The ideation behind the use of saunas in drug treatment is that many of the toxins and metabolites ingested through a period of drug or alcohol abuse become trapped in the fatty tissues of the body; and without a targeted elimination of these toxins, metabolites can remain trapped within the body for months or even years.
Advocates of sauna for detox claim that these toxins in the body continue to influence negative emotions, drug cravings and behaviors for as long as they remain within the body, and that the danger of relapse is greatly increased when these toxins are sporadically released into the blood stream during long term recovery.
Sauna proponents claim that the quickest and safest way to eliminate toxins is through the use of long and intensive periods of sweating in temperate saunas.
Saunas have long been used therapeutically within Scandinavian and Native American cultures, and with the elimination of bodily toxins through an accelerated perspiration process, sauna advocates claim that health is increased, and well being enhanced. Because of their therapeutic history within certain Native American communities, sauna drug treatment programs are increasingly used for populations of drug or alcohol abusing Native Americans.

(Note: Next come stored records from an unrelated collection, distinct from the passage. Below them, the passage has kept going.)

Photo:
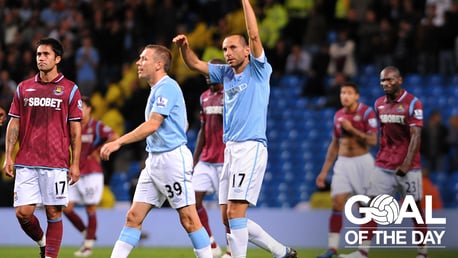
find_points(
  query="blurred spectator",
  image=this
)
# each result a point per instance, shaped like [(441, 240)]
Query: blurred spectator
[(315, 31), (448, 33), (434, 148), (404, 54), (9, 28), (87, 62), (298, 61), (440, 7), (51, 15), (275, 19), (427, 48), (7, 89), (315, 85), (429, 188), (332, 97), (453, 141), (165, 21), (342, 56), (213, 49), (383, 44), (277, 58), (298, 11), (110, 43), (68, 65)]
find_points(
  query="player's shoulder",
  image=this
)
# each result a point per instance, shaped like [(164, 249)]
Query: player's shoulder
[(340, 112), (205, 93), (66, 82), (28, 82)]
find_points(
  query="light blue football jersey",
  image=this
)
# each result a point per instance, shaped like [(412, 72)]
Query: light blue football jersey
[(166, 98), (246, 98)]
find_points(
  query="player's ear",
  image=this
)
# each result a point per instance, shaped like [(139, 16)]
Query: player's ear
[(58, 59)]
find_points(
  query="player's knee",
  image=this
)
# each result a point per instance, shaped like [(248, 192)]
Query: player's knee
[(23, 215), (133, 219), (190, 224)]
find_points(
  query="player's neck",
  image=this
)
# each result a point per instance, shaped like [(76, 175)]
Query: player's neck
[(241, 67), (352, 108), (48, 76)]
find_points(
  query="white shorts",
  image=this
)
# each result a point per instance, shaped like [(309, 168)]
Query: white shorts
[(40, 186), (168, 176), (206, 177), (351, 174), (243, 171), (383, 182), (88, 190)]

Therapeutic saunas in drug treatment
Testing the sweat or urine in the initial days of recovery reveals minimal levels of drug metabolites excreted, but these levels are increased dramatically during the first and second week of sauna therapy; and this evidence of metabolite excretion is used as medical justification for the efficacy of a sauna program in drug rehab treatment.
Sauna drug treatment participants generally undergo a month or more of intensive sauna detoxifications. The daily sauna routine involves a short period of brisk exercise, designed to increase heart rates, blood flow to the skin and to induce sweating; and is followed by multi hour sessions in a temperate dry sauna. By maintaining the sauna at a comfortable heat, participants can safely stay within the sauna for periods as long as three hours.
Because sauna drug treatment therapy induces vigorous perspiration, drinking replacement fluids throughout the therapy is required. Additionally, because trace amounts of essential nutrients and vitamins are also released during perspiration, sauna programs in drug rehab are combined with a supplementary diet of vitamins and minerals, targeted to improve nutritional health, to replace the vitamins and minerals lost to sweating, and to increase blood flow and induce ever heavier perspiration.
For safety, medical personal evaluate all participants daily, and record vital signs and body weight information.
After a period of a few weeks to a month of daily saunas for drug detoxification, the metabolites are almost entirely removed, and the recovering addict is ready to begin participation in drug education and drug rehabilitation programming.
Although saunas are most commonly associated with the narconon drug rehab facilities, many holistic drug rehab centers now also offer saunas as a part of comprehensive programming.
Do saunas as drug treatment work?
Some addictions professionals remain skeptical about both the recovery success rates as reported, and as well at the scientific justification for the use of saunas in a drug rehab program.
Whether or not the primary goal of drug rehab should be saunas that eliminate drug metabolites is debatable, but as part of a holistic drug rehab program, the use of toxin cleansing saunas likely offers some benefit.